Hanya saja di lapangan, belum pernah para perusak cagar budaya mendapat hukuman maksimal semacam itu. Negosiasi dan penyiasatan celah-celah hukum menjadi pilihan kompromi.
UU tentang Cagar Budaya hingga awal 2022 dianggap belum memiliki “paket komplit” karena ketiadaannya peraturan pelaksanaan dan aturan teknis lainnya hingga perusakan demi perusakan cagar budaya begitu masif di lapangan.
Setelah menunggu hampir 12 tahun, akhirnya turunlah peraturan pelaksanaan dari UU tentang Cagar Budaya, yaitu Peraturan Pemerintah (PP) Nomor 1 Tahun 2022 tentang Registrasi Nasional dan Pelestarian Cagar Budaya. Peraturan pemerintah ini memberikan kewenangan kepada pemerintah dan partisipasi masyarakat dalam mengelola cagar budaya sehingga dapat tercapai sistem manajerial perencanaan, pelaksanaan, dan evaluasi yang baik berkaitan dengan pelindungan, pengembangan dan pemanfaatan cagar budaya sebagai sumber daya budaya bagi kepentingan yang luas.

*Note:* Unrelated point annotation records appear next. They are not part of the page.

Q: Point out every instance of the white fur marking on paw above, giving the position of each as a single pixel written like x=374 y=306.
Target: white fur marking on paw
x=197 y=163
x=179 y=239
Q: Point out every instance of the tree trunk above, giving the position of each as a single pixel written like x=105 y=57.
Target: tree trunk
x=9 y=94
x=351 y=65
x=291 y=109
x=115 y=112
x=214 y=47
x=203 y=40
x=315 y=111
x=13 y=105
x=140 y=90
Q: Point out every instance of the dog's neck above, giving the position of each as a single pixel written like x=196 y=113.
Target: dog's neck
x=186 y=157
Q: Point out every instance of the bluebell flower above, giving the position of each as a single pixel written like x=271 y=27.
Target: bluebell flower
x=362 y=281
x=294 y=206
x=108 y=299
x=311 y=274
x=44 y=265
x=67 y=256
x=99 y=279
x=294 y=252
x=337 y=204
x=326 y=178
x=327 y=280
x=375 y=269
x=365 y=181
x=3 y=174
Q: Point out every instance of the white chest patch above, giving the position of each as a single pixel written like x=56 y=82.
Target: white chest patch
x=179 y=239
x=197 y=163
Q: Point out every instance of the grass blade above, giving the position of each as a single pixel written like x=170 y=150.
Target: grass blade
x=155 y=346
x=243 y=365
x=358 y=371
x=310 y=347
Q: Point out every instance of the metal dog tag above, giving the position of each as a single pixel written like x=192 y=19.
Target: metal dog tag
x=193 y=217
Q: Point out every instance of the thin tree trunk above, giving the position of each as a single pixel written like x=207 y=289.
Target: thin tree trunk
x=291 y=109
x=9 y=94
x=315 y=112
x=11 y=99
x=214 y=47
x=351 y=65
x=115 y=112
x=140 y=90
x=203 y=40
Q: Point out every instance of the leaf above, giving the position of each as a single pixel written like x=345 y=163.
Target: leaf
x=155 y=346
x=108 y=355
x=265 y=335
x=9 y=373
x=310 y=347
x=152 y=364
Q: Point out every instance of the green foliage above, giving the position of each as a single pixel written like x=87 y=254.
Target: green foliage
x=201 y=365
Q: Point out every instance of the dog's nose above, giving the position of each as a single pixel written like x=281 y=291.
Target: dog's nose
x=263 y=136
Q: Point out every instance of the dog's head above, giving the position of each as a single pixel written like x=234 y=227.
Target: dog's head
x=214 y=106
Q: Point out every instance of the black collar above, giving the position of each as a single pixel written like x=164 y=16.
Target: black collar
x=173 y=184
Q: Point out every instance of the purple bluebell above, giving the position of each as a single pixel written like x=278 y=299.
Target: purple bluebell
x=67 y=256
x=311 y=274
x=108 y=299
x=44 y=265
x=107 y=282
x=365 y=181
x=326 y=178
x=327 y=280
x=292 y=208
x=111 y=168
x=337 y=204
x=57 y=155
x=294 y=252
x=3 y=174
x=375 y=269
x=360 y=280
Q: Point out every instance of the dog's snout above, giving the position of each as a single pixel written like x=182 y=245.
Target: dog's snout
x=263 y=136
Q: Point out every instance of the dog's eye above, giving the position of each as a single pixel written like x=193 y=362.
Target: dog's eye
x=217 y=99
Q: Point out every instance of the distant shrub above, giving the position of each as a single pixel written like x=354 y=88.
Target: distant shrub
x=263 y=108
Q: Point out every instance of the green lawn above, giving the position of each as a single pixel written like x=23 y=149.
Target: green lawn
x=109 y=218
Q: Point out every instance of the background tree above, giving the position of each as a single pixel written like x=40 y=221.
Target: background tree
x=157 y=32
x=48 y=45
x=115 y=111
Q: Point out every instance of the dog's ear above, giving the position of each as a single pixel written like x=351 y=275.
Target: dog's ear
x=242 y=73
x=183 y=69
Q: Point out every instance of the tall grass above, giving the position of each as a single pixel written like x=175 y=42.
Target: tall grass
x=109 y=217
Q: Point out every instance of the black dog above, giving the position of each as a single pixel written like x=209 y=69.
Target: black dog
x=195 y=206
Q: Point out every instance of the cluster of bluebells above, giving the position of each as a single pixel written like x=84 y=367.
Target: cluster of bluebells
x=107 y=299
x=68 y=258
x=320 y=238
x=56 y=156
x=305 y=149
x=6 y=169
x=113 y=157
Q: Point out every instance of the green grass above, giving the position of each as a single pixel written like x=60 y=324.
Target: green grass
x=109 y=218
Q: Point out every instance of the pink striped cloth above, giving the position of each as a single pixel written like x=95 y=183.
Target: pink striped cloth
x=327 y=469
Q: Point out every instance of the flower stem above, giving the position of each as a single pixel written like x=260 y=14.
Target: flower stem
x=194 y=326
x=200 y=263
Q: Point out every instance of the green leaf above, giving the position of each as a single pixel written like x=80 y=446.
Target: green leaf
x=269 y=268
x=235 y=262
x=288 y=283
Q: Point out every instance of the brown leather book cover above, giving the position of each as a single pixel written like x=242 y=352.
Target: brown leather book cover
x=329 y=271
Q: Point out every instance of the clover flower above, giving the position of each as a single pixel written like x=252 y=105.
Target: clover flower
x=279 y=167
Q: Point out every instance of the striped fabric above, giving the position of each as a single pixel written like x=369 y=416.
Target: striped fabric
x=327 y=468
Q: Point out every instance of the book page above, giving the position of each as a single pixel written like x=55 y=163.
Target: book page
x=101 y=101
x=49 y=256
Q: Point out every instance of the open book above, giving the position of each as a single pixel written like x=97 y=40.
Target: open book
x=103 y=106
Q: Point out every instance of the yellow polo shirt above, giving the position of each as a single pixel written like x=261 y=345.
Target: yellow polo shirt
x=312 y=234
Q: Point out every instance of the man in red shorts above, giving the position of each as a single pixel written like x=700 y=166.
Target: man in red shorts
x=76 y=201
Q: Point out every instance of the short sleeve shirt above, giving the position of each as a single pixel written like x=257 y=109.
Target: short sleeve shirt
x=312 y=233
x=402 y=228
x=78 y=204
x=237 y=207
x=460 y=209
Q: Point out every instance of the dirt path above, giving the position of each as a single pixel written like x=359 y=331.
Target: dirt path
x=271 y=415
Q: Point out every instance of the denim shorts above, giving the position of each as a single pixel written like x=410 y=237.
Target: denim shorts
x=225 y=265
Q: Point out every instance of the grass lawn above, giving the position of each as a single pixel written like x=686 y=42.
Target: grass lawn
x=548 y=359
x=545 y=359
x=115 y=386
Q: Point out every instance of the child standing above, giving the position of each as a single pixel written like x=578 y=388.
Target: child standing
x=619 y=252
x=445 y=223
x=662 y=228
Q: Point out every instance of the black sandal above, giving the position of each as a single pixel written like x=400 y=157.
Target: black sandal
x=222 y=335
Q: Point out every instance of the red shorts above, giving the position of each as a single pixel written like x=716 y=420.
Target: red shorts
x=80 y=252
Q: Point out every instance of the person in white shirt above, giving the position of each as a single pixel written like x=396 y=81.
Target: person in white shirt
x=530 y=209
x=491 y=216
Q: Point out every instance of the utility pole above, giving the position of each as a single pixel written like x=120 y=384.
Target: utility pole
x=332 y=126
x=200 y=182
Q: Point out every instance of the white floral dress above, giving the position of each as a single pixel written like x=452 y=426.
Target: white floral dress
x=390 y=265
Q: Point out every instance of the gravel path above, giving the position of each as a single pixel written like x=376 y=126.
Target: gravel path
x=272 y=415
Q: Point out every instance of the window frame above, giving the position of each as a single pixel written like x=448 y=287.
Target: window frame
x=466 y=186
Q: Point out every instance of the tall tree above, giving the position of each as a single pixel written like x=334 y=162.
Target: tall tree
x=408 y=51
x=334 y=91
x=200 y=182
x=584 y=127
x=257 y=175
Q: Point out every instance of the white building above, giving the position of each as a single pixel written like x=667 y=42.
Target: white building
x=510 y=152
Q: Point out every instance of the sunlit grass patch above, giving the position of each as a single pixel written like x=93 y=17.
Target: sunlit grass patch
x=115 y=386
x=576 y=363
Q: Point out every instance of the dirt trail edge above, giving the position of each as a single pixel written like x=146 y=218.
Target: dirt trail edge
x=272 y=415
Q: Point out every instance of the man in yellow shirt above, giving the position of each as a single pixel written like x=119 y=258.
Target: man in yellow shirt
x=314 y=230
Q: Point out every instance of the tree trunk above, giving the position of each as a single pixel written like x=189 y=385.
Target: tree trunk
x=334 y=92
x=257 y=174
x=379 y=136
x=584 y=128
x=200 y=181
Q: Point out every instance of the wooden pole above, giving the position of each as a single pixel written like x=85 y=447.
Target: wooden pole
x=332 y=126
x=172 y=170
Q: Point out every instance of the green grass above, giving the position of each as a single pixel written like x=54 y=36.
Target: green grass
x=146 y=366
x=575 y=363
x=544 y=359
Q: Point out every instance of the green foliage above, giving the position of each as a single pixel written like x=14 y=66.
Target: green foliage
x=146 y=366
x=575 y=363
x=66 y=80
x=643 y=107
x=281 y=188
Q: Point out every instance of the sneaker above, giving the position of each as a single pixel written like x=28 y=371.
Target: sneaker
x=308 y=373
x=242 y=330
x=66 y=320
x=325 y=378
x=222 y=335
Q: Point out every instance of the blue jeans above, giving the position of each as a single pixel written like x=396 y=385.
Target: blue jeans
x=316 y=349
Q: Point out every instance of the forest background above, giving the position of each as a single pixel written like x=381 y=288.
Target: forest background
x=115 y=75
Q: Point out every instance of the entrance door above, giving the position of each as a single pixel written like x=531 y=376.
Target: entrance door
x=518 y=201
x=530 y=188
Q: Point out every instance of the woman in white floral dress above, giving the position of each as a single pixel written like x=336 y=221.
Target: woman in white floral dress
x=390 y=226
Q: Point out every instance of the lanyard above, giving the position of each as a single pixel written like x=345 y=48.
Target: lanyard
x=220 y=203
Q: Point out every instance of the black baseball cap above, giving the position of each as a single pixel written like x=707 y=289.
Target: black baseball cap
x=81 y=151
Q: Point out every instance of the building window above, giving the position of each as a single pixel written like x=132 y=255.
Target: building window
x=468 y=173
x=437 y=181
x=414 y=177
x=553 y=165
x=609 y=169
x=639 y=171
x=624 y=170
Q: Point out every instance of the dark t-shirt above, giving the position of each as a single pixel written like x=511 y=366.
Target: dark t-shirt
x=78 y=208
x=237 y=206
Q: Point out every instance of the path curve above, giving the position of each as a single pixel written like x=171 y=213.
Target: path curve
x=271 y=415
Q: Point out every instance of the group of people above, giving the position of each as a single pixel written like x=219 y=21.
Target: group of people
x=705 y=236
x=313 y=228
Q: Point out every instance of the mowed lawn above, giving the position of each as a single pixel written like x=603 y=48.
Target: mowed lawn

Dalam PP tersebut, diatur berbagai aspek tentang pelestarian cagar budaya, mulai dari pendaftaran, pelestarian, pengelolaan kawasan, insentif dan kompensasi, pengawasan, hingga pendanaan.
Tercantum pula bahwa setiap orang yang memiliki atau menguasai Obyek Diduga Cagar Budaya (ODCB) wajib mendaftarkan kepada bupati/wali kota tanpa dipungut biaya. Siapa pun yang menemukan ODCB juga wajib melaporkan temuannya kepada instansi yang berwenang di bidang kebudayaan, Kepolisian Negara Republik Indonesia, dan atau instansi terkait di wilayah tempat ditemukan obyek tersebut.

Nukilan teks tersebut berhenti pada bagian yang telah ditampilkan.